Selon Serhiy Foursa, banquier d’investissement, plus de 16 000 amendements ont été soumis au projet de loi, composé de 16 000 mots. Le banquier a déclaré qu’Ihor Kolomoisky devait payer pour chaque amendement.

Il en résulte, selon lui, une situation absurde dont l’issue sera assez difficile à trouver. Mais les conséquences peuvent être catastrophiques.  «Il n’y aura pas de FMI, alors il n’y aura pas d’argent. Il n’y aura pas d’argent, alors il y aura une catastrophe économique», a-t-il écrit sur sa page Facebook.

Ce projet,de loi pourrait être examiné par le Conseil lors de sa prochaine réunion extraordinaire, qui se tiendrait le 13 avril.

Qui a proposé des amendements au projet de loi? Le plus grand nombre d’amendements, à savoir plus de 6 000, a été déposé par Anton Polyakov, ancien député du parti « Serviteur du peuple».

Plusieurs autres députés, chacun ayant présenté plus d’un millier d’amendements, sont arrivés au parlement au sein du parti présidentiel « Serviteur du peuple », mais étaient auparavant affilié au groupe de PrivatBank ou à des organisations politiques ou médiatiques affiliées à l’équipe Kolomoisky.

Parmi eux, par exemple, la députée Olga Vasylevskaya-Smaglyuk, qui travaillait auparavant sur la chaîne TV 1 + 1. Elle a apporté un demi-millier d’amendements à la loi bancaire, expliquant sa volonté de mettre « tous les codes en conformité avec le respect du fonctionnement de ces codes.

Dmytro Tchorny et Serhiy Demtchenko, députés du «Serviteur du peuple» de la région de Dnipropetrovsk, liés à Svyatoslav Oliynyk, chef du conseil régional de Dnipropetrovsk et associé proche d’Ihor Kolomoysky. Plus de 2 000 amendements ont été déposés par le député du peuple Viktor Bondar, coprésident du groupe parlementaire «Pour l’avenir».

Que dit Kolomoisky? Igor Kolomoisky, ancien copropriétaire de la PrivatBank nationalisée, a déclaré qu’il n’était pas impliqué dans les amendements apportés au projet de loi.

«Je dirais que cette loi n’est pas contre Kolomoisky, mais contre l’Ukraine. C’est un commerce de la souveraineté et de la Constitution contre 30 pièces d’argent qui nous coûte très cher», a-t-il déclaré dans un commentaire accordé à Novoe vremya.

Plus tôt, Igor Kolomoisky s’est exprimé à plusieurs reprises en faveur du défaut de paiement, c’est-à-dire, lerefus de payer des obligations externes, qui, selon lui, débloquent de l’argent pour résoudre des problèmes internes. Dans sa dernière interview avec l’édition ukrainienne Novor vremya, il a dit qu’il n’était pas en faveur du défaut de paiement, mais en faveur de la «restructuration de la dette». Il a également souligné qu’il n’avait eu aucune conversation au sujet de cette loi avec le président Zelensky. «Je n’ai pas discuté du tout. Les gens ont choisi leur propre chemin, c’est un chemin vers nulle part qui a montré l’expérience de leurs prédécesseurs: Yatsenyuk, Porochenko, Groysman et Gontcharuk », a-t-il déclaré.

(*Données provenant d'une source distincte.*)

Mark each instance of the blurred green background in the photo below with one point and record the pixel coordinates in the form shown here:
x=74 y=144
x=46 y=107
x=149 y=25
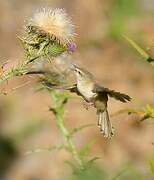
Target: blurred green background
x=26 y=123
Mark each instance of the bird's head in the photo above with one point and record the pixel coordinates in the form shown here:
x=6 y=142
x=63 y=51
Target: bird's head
x=82 y=74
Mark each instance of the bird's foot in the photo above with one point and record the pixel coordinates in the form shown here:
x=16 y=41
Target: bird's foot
x=87 y=105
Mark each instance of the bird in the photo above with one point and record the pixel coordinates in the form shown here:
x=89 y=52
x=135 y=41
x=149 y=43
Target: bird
x=93 y=93
x=97 y=95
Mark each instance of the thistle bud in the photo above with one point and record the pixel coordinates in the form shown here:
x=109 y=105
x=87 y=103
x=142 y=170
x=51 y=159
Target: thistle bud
x=48 y=33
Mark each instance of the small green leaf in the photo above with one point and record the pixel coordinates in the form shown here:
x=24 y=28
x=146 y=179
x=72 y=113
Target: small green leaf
x=140 y=50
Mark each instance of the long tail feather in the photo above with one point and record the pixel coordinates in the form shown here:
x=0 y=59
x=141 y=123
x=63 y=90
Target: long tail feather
x=119 y=96
x=105 y=124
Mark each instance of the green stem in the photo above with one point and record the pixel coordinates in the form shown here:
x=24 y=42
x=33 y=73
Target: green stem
x=59 y=112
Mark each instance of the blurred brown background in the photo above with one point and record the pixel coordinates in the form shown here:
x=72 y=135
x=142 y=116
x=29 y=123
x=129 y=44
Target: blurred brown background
x=103 y=51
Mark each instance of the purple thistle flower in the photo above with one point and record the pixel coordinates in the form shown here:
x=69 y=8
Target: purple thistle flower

Réaction des entreprises. Huit associations professionnelles de premier plan ont également souligné l’urgence de l’assistance du FMI. Ils ont adressé aux députés une déclaration commune mettant en garde contre les conséquences dangereuses d’un refus de coopérer avec le FMI.

«L’aide du FMI et d’autres partenaires internationaux reste la seule opportunité pour le pays de survivre», a déclaré Anna Derevyanko, directrice exécutive de l’Association européenne des entreprises.

Elle a cité des estimations préliminaires selon lesquelles, si la quarantaine pour quelques mois et l’Ukraine arrive à obtenir un prêt du FMI, l’économie ukrainienne pourrait se contracter de 9% et le taux de change de la hryvnia pourrait atteindre 35 UAH par dollar. En revanche, sans le soutien du FMI et d’autres organisations, la dévaluation de la hryvnia peut atteindre 45 à 65% du niveau actuel, jusqu’à 50 à 80 UAH par dollar.